As Australia continues to embrace renewable energy, solar feed-in tariffs (FiTs) have started to reduce in the amount energy retailers pay for solar energy fed back into the electricity grid. Therefore, understanding how FiTs work, the rates offered, and the factors that influence them can significantly impact the financial returns on your solar investment. In this post, we’ll explore what a solar feed-in tariff is and how it affects you.
What Are Solar Feed-in Tariffs?
A solar feed-in tariff is the price an energy retailer pays for solar electricity fed back into the grid from a home solar system. Consequently, this arrangement allows solar panel owners to receive payment for the surplus electricity their systems produce. As a result, it can help offset the costs of installation and maintenance.
How Do Feed-in Tariffs Work Around Australia?
Feed-in tariffs function as a way to pay solar panel owners for the excess energy they contribute to the grid. Here’s a simplified breakdown of how they work:
- Generation: Solar panels generate electricity when exposed to sunlight.
- Consumption: The generated electricity is first used to power whatever appliances may be running the owner’s home or business.
- Export: Surplus electricity flows back into the electricity grid.
- Payment: The solar panel owner receives a payment for the surplus energy supplied to the grid, based on the feed-in tariff rate.
History of Feed-in Tariffs in Australia
South Australia introduced the solar feed-in tariff in 2008 to encourage homeowners to install solar panels. While the initial rate was relatively high, the price of solar panels in 2008 was also much higher than today’s prices. As a result, the solar feed-in rates paid across Australia have decreased in line with the falling cost of solar panel installations.

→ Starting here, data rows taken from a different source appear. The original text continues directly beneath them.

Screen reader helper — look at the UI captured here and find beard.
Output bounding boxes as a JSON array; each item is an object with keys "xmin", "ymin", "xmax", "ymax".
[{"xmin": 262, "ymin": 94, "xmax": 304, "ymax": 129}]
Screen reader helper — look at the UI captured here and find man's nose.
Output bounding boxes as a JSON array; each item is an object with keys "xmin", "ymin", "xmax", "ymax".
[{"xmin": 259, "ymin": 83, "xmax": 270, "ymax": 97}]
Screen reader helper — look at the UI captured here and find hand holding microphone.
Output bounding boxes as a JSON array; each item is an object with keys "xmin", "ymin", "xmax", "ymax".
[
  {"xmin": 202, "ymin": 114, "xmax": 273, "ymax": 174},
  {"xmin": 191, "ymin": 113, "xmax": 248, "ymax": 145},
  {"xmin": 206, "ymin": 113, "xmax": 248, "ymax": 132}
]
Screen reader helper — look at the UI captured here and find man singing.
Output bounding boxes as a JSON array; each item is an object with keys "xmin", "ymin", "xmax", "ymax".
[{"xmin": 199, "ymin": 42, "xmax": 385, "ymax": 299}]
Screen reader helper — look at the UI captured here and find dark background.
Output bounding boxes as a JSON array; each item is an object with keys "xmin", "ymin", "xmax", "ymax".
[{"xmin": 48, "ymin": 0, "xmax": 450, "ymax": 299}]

System Size Limits for Feed-in Tariffs
Each state in Australia has different limits on the size of solar systems eligible for feed-in tariffs. These limits ensure that the feed-in tariff system remains manageable and equitable. For instance, some states cap the maximum system size at 10kW for residential installations, while others allow larger systems but with different rates.
NSW Feed-in Tariffs
NSW once offered a generous feed-in tariff, legislated by the state government, which paid out 60c/kWh for all solar energy generated. This scheme ran for seven years and concluded on 31 December 2016. Since then, energy retailers in New South Wales have set the feed-in tariff rates, leading to varying payout amounts. Currently, the average payout is around 6c/kWh. For more details, you can refer to IPART’s all-day feed-in tariff factsheet.
VIC Feed-in Tariffs
Victoria provides a solar feed-in tariff with a minimum flat rate and a time-of-use rate, which reflects the different values of electricity during peak and off-peak times. In the 2025 financial year, the minimum flat rate is 3.3c/kWh, however, we’ve observed higher pricing in the marketplace. For more information, you can go to the Victorian Government’s Premium Feed-in Tariff page.
QLD Feed-in Tariffs
Queensland’s feed-in tariff is split into two areas: southeast Queensland and regional Queensland. In southeast Queensland, energy retailers do not have to pay a mandated solar feed-in tariff. The marketplace has priced solar feed-in tariffs at around six cents per hour. In regional Queensland areas, customers received a fixed feed-in tariff rate. In the 2024 financial year, the feed-in rate was 13.4 c/kWh.
SA Feed-in Tariffs
South Australia used to have a generous feed-in tariff which locked in the price at 44 c/kWh up until 2028. This scheme stopped taking new participants back in 2011. Currently, SA energy retailers do not have to pay a set price for solar energy fed back into the grid. We have noticed prices of around 7c/kWh in the marketplace.
WA Feed-in Tariffs
In Perth and the south-west region of Western Australia, there is a regulated price that Energy retailers need to pay for exported solar energy. In the financial year 2024, 10c/kWh was paid for electricity exported between 3 pm to 9 pm. At other times, 2.25c/kWh was paid.
TAS Feed in Tariffs
Tasmania has a regulated solar tariff. In the 2024 financial year, it will set to 10.869c/kWh. Solar feed-in tariff information from the Economic Regulator can be found here.
NT Feed-in Tariffs
At the time of writing, as of March 2024, NT has a regulated solar feed-in rate. The government set solar feed-in rate is 9.13c/kWh for homeowners.
ACT Feed-in Tariffs
At the time of writing, ACT energy retailer ActewAGL has a feeding tariff which is split into two rates. Homeowners are paid 12c/kWh for the first 15 kWh exported to the great each day and additional solar energy exported into the grid receives eight cents per hour. There are other retailers in ACT however they generally offer lower solar feed-in rates.
Summary
In summary, feed-in tariffs have played a crucial role in the growth of solar energy in Australia. They have evolved over time, reflecting changes in technology, market conditions, and policy goals. Understanding the specifics of these tariffs and how they vary by state can help individuals and businesses make informed decisions about solar energy investments.